If you add an interesting little hook or angle to your business—something that ties into one of the seasons, a holiday or a certain time of year—you can generate fabulous publicity and have customers beating down the doors.
That’s what Kevin and Belma Marshall of Granby, Connecticut have done. He’s an accountant and she was a dental hygienist. Ten years ago, they bought a charming 1812 Colonial set on three acres in the historic section of Granby, Connecticut and turned it into a bed and breakfast called the Dutch Iris Inn.
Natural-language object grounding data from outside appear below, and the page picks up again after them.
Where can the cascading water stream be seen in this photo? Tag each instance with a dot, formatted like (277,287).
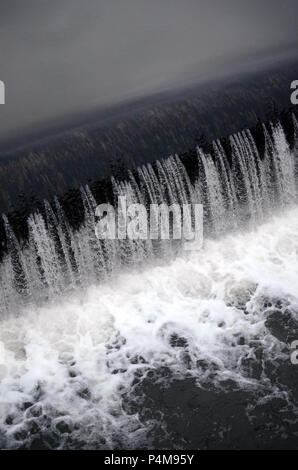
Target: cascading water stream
(56,258)
(136,343)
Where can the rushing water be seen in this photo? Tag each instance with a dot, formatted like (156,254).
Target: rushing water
(116,343)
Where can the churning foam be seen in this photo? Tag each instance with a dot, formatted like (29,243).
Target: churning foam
(65,366)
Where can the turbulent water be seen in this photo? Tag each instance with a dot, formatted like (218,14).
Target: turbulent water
(122,344)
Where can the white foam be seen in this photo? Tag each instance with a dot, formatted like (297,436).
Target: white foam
(80,354)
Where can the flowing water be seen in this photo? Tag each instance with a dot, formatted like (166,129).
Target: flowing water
(124,344)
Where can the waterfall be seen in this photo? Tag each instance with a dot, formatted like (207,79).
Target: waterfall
(242,188)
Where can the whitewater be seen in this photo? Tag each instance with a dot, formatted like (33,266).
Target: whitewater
(204,336)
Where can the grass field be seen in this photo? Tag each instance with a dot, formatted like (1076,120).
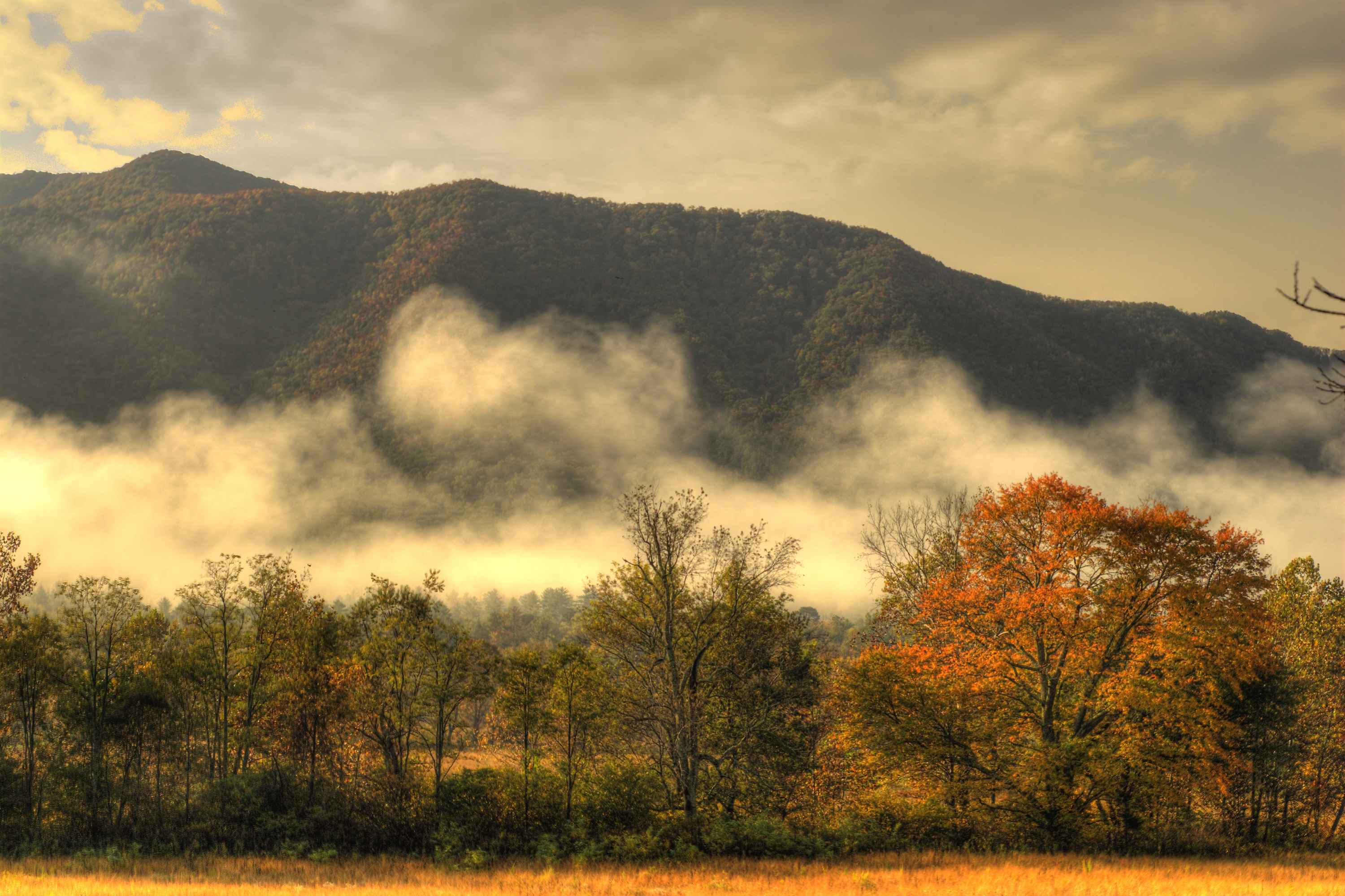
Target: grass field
(927,874)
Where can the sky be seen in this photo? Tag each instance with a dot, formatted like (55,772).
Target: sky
(1149,151)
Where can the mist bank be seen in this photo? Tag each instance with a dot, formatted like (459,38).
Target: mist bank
(517,439)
Amenities include fireplaces in the rooms, a homemade breakfast by candlelight, massages, wireless Internet access, and even carriage and sleigh rides.
But the one little twist that has helped the couple reap mountains of publicity is the special “Tax & Relax” package. While you’re antiquing or sipping tea or enjoying a walk in the perennial gardens, Kevin will prepare your federal and state income tax returns (for all 50 states). The package includes one complimentary night of accommodations in one of the guestrooms, and breakfast for two in the morning.
When you leave the inn, Kevin will mail your tax returns within 5 to 10 business days.
Too busy to get away for a weekend in Connecticut? You can still have Kevin do your taxes, and he’ll send you a gift certificate good for one night’s stay, redeemable through the end of the year.
Three years ago, the Associated Press wire service featured the couple and mentioned the “Tax & Relax” package. That led to a flurry of media coverage from CNN, USAToday.com, NYTimes.com, The Wall Street Journal, Budget Travel Magazine, MSNBC.com, AccountingWeb.com, the Boston Herald, Kiplinger’s Personal Finance, Money magazine, the Hartford Courant, Yahoo.com and on and on.
Many of those stories mentioned that if Kevin prepares your taxes, your trip to the Dutch Iris Inn in is tax-deductible because it qualifies as a tax-preparation charge. This time of year, a story like that is a nugget of gold for a journalist.
“We haven’t done any press releases of our own this year, and much of the business we’re getting is still a result of that original article,” Belma said.
Raleigh Pinskey, who was my guest on a teleseminar called “How to Create the Perfect 30-second Pitch,” says that sometimes tweaking your business, or your pitch, just a little by adding a nugget of information that the media don’t expect, might be all it takes to catch their attention.
Publicity Hounds everywhere should think about one little twist or angle that will make their story irresistible.